Snapchat vs. Facebook: Being “Cool” Doesn’t Always Pay Off·Daily Ticker

Did you hear the one about the 2-year-old tech company that rejected a $3 billion overture from Facebook (FB)?

Evan Spiegel, the 23-year-old founder of Snapchat, a popular messaging app, turned down Facebook's offer because he believes his company may be worth even more, according to a story in The Wall Street Journal.

Is Spiegel nuts or rational? And is Facebook desperate or just losing its "cool"?

Related: Is Facebook Losing Its Cool?

The Journal also reports that Facebook initially offered "more than $1 billion" to buy Snapchat, then contacted the company again with an all-cash offer "close to $3 billion." Tencent, a Chinese Internet company, recently led an investment group that valued the company at roughly $4 billion, according to The Journal. So maybe Snapchat's CEO is not so crazy after all.

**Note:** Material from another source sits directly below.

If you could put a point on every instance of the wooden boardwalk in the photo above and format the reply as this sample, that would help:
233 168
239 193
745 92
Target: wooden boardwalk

Related: Mark Zuckerberg's Sister: Get Off Facebook!

Facebook, on the other hand, "is losing its cool with younger kids," says The Daily Ticker's Henry Blodget. "When Facebook started out it was cool...but a lot of kids are saying 'I don't want to be on where my parents are.' [There's] nothing less cool than that."

Blodget says Facebook's Snapchat offer may make sense. It's "aggressive," but similar to Facebook's $1 billion purchase of Instagram, which was called crazy at that time but turned out to be "a great acquisition." And "Snapchat is growing even faster than Instagram was," notes Blodget.

Related: Apple, Twitter and Tech's Middle-Aged White Guy Problem

And "cool" may be overrated. Facebook CEO Mark Zuckerberg told the Atlantic magazine that "trying to be cool" was never his goal.

"What's cool with the kids doesn't always turn out to be a great business," says The Daily Ticker's Aaron Task. "Teenagers are notoriously fickle."

Kids don't necessarily determine the next big thing in tech, writes Farhad Manjoo, the Wall Street Journal's tech columnist. "Kids are often wrong... Sometimes they are first to flock to technologies that turn out to be huge; other times, the young pick products and services that go nowhere."

So is Snapchat, which has no profits yet but a growing user base, worth more than $3 billion? Ultimately that will depend on how how popular it becomes. Pictures posted to the site remain there for 10 seconds or less, which can be appealing.

"People are getting tired of having pictures surface years later of some drunken party they went to that cost them a job," says Blodget. "So the kids are going to Snapchat. It's a new form of communication."